Fliss instantly loved it but made herself scan for something that looked less expensive. All the rings were incredibly beautiful and tastefully extravagant and had to be worth millions of pounds. He wasn’t really going to give her a ring like this, was he? What happened to two months’ salary?

“Try it on.”

Her hand was still trembling. She let him push it onto her finger, but it wouldn’t go over her knuckle.

“My fingers are swollen.” It was still morning, and all of her was puffy these days.

“I’ll resize it.” Ms. Smythe appeared with a tray that held two filled flutes of sparkling amber liquid.

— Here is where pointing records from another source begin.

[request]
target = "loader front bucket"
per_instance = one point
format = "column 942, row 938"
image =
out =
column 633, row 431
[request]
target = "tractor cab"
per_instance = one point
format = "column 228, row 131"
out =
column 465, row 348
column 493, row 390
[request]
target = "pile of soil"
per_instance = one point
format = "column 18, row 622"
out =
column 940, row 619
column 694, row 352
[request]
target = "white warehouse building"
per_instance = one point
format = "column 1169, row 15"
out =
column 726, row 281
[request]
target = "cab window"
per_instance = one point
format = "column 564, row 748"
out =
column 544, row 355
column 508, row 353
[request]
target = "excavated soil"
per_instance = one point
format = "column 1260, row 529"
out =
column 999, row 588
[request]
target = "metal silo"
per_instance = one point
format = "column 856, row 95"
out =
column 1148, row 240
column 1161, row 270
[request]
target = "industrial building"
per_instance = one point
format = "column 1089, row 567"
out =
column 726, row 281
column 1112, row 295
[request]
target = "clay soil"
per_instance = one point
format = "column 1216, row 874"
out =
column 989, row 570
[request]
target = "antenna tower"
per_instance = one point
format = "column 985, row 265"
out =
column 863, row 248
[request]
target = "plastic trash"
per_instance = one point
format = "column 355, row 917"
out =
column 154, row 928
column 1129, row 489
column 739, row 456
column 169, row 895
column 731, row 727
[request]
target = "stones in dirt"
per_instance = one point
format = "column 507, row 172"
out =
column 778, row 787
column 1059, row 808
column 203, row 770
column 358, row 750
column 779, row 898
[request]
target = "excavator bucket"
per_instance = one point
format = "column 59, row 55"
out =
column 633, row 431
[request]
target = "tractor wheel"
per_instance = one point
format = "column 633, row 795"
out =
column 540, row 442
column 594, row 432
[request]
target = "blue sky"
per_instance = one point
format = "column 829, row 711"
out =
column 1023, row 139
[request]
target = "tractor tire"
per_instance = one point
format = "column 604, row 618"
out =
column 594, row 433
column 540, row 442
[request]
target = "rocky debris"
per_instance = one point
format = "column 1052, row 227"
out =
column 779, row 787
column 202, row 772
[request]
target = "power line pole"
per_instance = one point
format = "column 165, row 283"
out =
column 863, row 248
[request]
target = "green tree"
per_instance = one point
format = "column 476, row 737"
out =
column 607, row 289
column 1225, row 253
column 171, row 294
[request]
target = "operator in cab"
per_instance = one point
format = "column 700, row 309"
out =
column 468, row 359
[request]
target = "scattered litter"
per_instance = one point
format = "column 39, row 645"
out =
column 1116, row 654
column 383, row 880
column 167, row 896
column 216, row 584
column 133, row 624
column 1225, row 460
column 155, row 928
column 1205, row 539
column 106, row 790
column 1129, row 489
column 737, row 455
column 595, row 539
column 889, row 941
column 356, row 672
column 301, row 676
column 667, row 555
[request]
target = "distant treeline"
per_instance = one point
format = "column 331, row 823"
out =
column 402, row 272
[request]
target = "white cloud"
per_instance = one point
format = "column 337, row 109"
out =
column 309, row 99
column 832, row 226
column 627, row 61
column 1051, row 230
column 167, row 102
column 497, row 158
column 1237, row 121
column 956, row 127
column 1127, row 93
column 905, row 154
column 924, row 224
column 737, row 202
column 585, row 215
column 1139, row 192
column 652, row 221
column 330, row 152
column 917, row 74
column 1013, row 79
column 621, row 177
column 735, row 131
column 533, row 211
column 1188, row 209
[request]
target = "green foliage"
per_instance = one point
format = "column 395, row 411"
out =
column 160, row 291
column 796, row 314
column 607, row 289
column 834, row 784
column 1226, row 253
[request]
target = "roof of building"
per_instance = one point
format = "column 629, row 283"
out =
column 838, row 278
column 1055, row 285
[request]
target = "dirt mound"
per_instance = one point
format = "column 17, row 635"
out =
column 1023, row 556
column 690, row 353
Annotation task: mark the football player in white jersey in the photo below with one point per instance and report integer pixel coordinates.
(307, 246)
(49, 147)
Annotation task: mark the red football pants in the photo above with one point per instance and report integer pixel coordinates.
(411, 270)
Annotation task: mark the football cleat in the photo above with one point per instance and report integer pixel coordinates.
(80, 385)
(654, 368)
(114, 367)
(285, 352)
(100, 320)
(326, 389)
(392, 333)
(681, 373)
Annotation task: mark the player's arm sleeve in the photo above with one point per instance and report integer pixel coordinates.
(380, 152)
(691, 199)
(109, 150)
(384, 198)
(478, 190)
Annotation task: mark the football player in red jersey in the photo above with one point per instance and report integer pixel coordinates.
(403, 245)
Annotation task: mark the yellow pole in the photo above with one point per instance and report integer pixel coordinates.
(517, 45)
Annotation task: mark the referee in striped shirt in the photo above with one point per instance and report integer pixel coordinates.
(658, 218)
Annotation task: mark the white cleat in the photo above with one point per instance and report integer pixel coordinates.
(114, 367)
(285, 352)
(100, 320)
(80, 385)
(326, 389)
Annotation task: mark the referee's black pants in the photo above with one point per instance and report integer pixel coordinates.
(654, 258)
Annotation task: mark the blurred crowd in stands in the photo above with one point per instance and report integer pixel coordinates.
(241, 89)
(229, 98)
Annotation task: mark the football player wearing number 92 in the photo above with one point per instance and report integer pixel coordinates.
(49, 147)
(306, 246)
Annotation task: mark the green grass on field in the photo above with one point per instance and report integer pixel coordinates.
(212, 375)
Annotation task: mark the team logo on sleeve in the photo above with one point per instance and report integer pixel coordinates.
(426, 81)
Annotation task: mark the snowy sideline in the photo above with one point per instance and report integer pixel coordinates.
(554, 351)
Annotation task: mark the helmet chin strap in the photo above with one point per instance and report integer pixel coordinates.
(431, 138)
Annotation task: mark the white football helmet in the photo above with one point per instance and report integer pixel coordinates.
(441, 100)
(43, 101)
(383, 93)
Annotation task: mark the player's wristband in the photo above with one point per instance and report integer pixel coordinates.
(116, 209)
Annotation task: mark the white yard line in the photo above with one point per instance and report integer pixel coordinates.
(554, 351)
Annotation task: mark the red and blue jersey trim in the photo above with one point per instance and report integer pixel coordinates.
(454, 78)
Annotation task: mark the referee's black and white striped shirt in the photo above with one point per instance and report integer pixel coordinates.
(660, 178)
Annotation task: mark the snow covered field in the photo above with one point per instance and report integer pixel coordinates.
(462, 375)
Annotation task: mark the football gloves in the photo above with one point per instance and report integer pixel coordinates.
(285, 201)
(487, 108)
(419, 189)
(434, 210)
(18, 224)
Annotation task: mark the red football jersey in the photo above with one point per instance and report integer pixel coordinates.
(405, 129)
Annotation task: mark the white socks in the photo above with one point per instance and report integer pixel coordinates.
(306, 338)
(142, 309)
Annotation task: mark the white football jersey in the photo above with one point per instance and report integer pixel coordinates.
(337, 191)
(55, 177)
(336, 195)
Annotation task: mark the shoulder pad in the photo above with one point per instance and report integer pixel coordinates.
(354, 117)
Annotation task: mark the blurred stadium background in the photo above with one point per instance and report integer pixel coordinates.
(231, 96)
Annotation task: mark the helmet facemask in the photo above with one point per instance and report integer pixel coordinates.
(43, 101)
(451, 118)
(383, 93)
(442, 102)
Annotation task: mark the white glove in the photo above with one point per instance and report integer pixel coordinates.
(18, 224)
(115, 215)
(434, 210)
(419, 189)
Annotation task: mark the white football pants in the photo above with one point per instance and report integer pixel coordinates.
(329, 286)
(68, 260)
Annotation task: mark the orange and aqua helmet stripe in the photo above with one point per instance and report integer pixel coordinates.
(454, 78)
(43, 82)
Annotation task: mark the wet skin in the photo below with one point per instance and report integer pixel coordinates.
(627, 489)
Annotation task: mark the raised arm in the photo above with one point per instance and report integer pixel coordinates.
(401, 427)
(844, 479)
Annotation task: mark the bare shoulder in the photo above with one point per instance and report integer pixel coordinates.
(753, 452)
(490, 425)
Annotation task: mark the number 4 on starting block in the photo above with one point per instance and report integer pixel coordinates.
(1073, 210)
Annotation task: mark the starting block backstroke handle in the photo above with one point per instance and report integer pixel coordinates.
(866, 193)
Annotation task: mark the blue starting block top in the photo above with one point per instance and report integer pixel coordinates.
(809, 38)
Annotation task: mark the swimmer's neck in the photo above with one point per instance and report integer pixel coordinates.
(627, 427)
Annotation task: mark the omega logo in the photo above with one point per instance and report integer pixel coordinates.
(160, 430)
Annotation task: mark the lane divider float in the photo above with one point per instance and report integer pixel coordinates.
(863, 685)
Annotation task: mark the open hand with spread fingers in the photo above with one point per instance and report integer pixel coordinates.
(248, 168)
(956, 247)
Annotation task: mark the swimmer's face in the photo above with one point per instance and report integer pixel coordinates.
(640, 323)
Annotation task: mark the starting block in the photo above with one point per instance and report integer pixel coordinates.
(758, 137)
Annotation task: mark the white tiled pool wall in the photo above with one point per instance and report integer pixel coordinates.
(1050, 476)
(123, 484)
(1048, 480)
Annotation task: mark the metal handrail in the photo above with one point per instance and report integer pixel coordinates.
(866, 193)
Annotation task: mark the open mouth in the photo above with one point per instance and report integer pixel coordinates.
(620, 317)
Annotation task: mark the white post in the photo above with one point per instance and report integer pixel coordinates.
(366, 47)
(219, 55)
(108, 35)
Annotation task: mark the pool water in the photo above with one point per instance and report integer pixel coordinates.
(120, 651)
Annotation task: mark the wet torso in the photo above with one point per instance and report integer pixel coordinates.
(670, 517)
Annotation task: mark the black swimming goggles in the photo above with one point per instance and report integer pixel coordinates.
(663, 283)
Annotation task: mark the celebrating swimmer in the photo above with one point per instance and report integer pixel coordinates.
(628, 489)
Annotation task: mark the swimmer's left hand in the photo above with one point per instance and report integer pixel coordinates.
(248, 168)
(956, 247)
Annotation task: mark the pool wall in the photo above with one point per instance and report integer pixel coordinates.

“But after the baby comes...”

“I’ll do it again.” Ms. Smythe handed her a glass, then offered the other to Saint. “It only takes a day or two. It’s no trouble.”

Fliss didn’t know a lot about fine metals, but she knew platinum couldn’t be melted down and used again.

“Unless you’d prefer something with color? This yellow diamond would suit your skin tone,” Ms. Smythe said.

“I actually like this one.” Fliss was still trying to force the ring over her knuckle. It was the one Saint had picked out, and looking into its facets was like staring into an infinity mirror.

That was what she wanted to believe, that he was promising her infinity.

“Excellent. Congratulations. Let me get my gauge.”

A few minutes later, they were on the sidewalk again, standing in the shade of the building while they kissed again.

“Say hello to Mrs. Bhamra for me,” Saint said. “Ask her if she’d like to fly back with us. We can drop her in Toronto.”

“It’s short notice. She might want to wait until next time, but I’ll mention it. Thank you. Um...” She was aware of the driver standing at the open the door of the car, waiting for her.

“We’ll have dinner tonight, just us. To celebrate.” Saint cupped her cheek and dropped a last, lingering kiss onto her lips.

She smiled shyly. Should she say it? She felt it. Meant it. Wanted him to know it.

“I—” Her throat started to close with nerves. “I love you,” she confided in a hushed voice.

The relaxed warmth in his expression vanished. The cool, remote man appeared, the one who only thought in binary logic and looked like his dad and said things like, “You don’t have to say that.”

Her heart was instantly pinched in a vise. “I mean it.”

“Well, you shouldn’t.” His hard brows came together. “We agreed that wasn’t something we should expect.”

She wasn’t asking for his love. That was what she wanted to say. But she was, she realized. She wanted her feelings to be returned.